Going with the Fluo, the Spiuk ZS15RC
At 299 grams with Speedplay cleats, and 239 grams for the shoe only in size 42, the ZS15RC is a very light shoe. This came as a bit of a surprise since it bested the Bonts which are renowned for their svelteness, but cost twice as much and use the same Atop dials.
The Spiuks have a similar ‘standard’ fit as the Giros. However, they do feel more comfy, perhaps because Spiuk incorporated a little more padding on the inside of the shoe than the minimalist Prolight SLX. The Atop wire lacing system feels good since there is ample padding in the tongue and the heal cup provides good support. Perhaps it’s due to the additional padding, but I felt no areas of tightness or discomfort throughout the shoe.
Spiuk ZS15RC: atop view
Adjusting the Fit:
Like the Bonts, Spiuk went with the Atop dials.
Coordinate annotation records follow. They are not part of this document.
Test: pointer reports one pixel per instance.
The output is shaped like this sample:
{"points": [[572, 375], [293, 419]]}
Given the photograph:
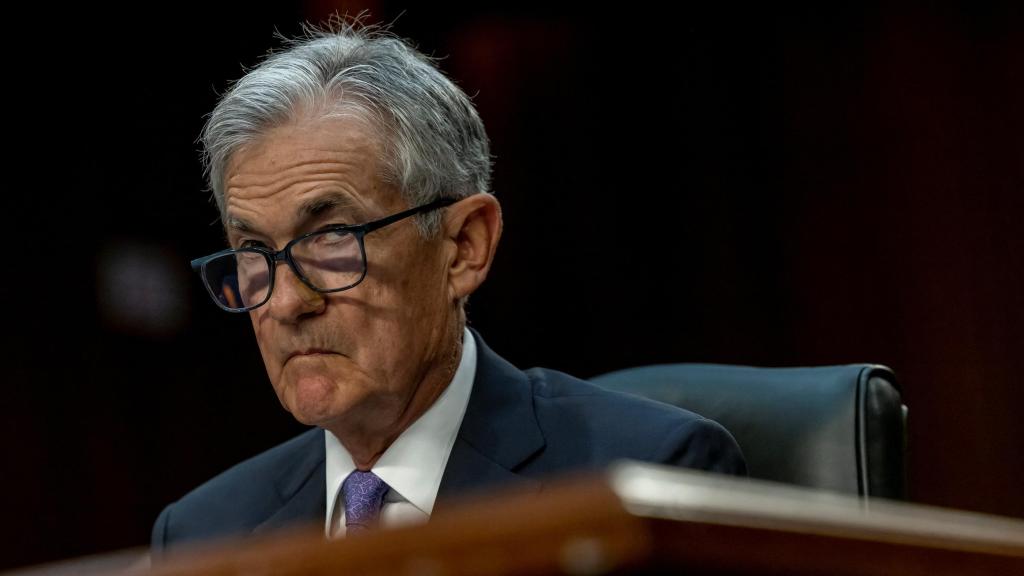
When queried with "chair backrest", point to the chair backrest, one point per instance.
{"points": [[834, 427]]}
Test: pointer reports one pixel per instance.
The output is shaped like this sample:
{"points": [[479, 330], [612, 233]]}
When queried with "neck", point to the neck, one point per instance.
{"points": [[366, 444]]}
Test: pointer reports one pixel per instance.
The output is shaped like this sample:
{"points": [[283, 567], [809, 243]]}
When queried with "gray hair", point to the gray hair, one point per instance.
{"points": [[433, 144]]}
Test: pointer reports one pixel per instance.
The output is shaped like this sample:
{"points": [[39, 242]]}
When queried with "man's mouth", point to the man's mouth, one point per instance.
{"points": [[309, 352]]}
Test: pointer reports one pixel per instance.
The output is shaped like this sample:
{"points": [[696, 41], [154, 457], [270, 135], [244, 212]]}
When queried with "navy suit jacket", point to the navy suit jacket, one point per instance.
{"points": [[520, 428]]}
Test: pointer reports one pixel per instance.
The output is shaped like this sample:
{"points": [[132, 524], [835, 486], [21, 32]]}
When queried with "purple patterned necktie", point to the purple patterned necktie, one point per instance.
{"points": [[364, 493]]}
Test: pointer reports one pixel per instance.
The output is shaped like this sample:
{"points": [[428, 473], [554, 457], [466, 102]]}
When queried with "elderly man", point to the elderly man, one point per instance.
{"points": [[352, 179]]}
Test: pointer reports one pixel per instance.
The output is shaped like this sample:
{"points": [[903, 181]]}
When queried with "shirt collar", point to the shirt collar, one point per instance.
{"points": [[413, 465]]}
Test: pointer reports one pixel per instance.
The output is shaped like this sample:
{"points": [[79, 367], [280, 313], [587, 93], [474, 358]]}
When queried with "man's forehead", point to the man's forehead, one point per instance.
{"points": [[306, 209]]}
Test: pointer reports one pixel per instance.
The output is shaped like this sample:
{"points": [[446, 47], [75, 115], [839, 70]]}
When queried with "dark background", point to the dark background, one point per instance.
{"points": [[771, 187]]}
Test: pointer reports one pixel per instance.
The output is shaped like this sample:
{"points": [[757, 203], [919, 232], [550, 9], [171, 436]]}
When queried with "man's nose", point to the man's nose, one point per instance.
{"points": [[291, 298]]}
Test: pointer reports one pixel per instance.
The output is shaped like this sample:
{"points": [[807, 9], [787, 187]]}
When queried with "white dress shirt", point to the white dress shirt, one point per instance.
{"points": [[413, 465]]}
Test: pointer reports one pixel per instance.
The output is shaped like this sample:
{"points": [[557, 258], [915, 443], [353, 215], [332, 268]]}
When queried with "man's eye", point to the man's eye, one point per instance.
{"points": [[333, 237]]}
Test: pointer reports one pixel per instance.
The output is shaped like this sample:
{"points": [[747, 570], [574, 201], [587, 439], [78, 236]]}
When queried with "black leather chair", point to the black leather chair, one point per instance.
{"points": [[834, 427]]}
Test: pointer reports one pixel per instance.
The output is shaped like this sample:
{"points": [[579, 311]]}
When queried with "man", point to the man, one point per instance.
{"points": [[352, 179]]}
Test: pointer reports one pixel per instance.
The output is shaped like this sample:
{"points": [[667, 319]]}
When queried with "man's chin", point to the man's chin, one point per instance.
{"points": [[313, 402]]}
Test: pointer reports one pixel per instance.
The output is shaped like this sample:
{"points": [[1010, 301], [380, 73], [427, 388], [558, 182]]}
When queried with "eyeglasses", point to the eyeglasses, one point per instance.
{"points": [[327, 260]]}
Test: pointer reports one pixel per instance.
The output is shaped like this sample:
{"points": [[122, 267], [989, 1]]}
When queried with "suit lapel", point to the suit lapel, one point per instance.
{"points": [[499, 432], [301, 487]]}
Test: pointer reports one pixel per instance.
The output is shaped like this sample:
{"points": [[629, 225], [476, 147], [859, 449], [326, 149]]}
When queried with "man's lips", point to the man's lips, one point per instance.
{"points": [[309, 352]]}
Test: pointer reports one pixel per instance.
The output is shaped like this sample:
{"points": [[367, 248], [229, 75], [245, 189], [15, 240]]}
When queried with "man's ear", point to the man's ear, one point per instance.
{"points": [[473, 227]]}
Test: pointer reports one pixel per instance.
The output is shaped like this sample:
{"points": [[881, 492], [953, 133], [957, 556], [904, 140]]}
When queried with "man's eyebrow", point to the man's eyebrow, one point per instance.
{"points": [[316, 206], [306, 211], [238, 224]]}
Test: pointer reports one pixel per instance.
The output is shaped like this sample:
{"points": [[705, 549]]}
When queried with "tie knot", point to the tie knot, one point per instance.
{"points": [[364, 493]]}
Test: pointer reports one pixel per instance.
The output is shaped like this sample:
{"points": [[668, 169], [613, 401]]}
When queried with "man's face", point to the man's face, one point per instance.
{"points": [[353, 358]]}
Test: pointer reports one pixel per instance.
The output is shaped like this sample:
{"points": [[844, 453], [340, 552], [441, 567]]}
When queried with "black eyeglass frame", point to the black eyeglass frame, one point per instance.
{"points": [[285, 254]]}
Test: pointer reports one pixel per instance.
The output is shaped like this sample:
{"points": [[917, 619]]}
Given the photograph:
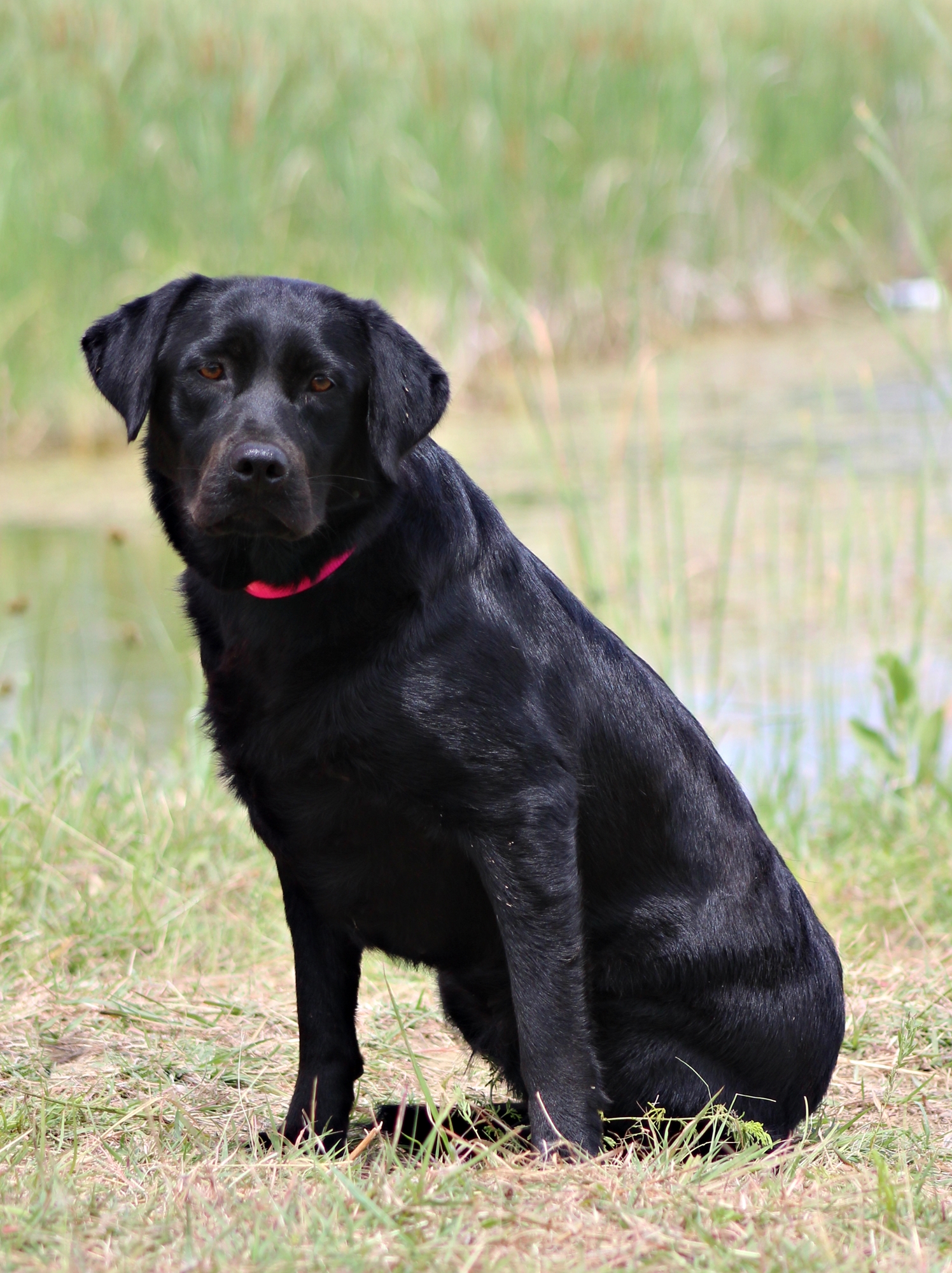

While these also cannot be micro-adjusted in both directions, I was familiar with the protocol after riding with the Vaypor+ for a year. Perhaps it’s because the shoe is not as wide as the Bont, I found the adjust ability better and more granular than the Vaypor+ which tended to have a very narrow “sweet spot” when it came to tightness. The Spiuk shoe didn’t have the same “laterally tight first, vertically tight second” mantra, but a more predictable overall tightness when the Atop dials were hunkered down. For this reason, I found the ZS15RC much more forgiving and user friendly in regard to fit.
The Spiuk shoes utilize a highly perforated vernice upper with reinforced toe bumper and outer heal. My only hesitation is something I would not notice but a few reviews on Wiggle have stated that the top anchor which holds the wire lace to the shoe can rip out. Still, there are very few people who experienced this and the shoe does get great reviews overall. Just something to keep an eye on.
The Spiuk comes with 2 insoles which I found to be very comfortable. One is dedicated for the summer months and one is dedicated for colder rides. A pretty nice touch!
Cool and Warm Spiuk insoles
Difference between the Cool insole (top) and the Warm insole (bottom)
A cycling industry first, this shootout also included a sniff test to determine which shoe smells the best. Our judge did not waver about the winner, scoring the Spiuk an incredible 2.7182818 on a scale of 3.1415927:
Sniff Test Winner
The first thing that struck me was how comfortable the shoe is. Going from the Bont to the Spiuk was like the difference between a cheap rental ski boot and a well cushioned running shoe. I’m sure I’m being overly harsh here, but the Spiuk is an incredibly cushy shoe. The sole is not as stiff as the Bont and not as stiff as the Giro’s Easton EC90 sole, but it’s still very capable and only the meanest and angriest sprinters will dismiss the Spiuk in favor for a beefier shoe. The ventilation is also very good. The sole’s stack height is the highest out of the 3 tested. It’s not a big difference going from the Prolight SLX to the Spiuk, but going from the very low Bont to the higher Spiuk on the same bike will probably require a seatpost adjustment (or you can just choose to ignore it to prove how resilient and open-minded you are to changes in your position).
The Spiuk ZS15RC is probably the most comfortable out of the 3 tested here. Those who enjoy short 1hr rides with group sprints and intervals that test your 5s maximum wattage might choose a different slipper. My only gripe was the high stack height, but it’s not a huge negative. While I thought these shoes might sacrifice performance for comfort, the rides I’ve done with these shoes always end up being some of the fastest. Maybe it’s the shoe, or maybe it’s just hard to ride slow with green fluo.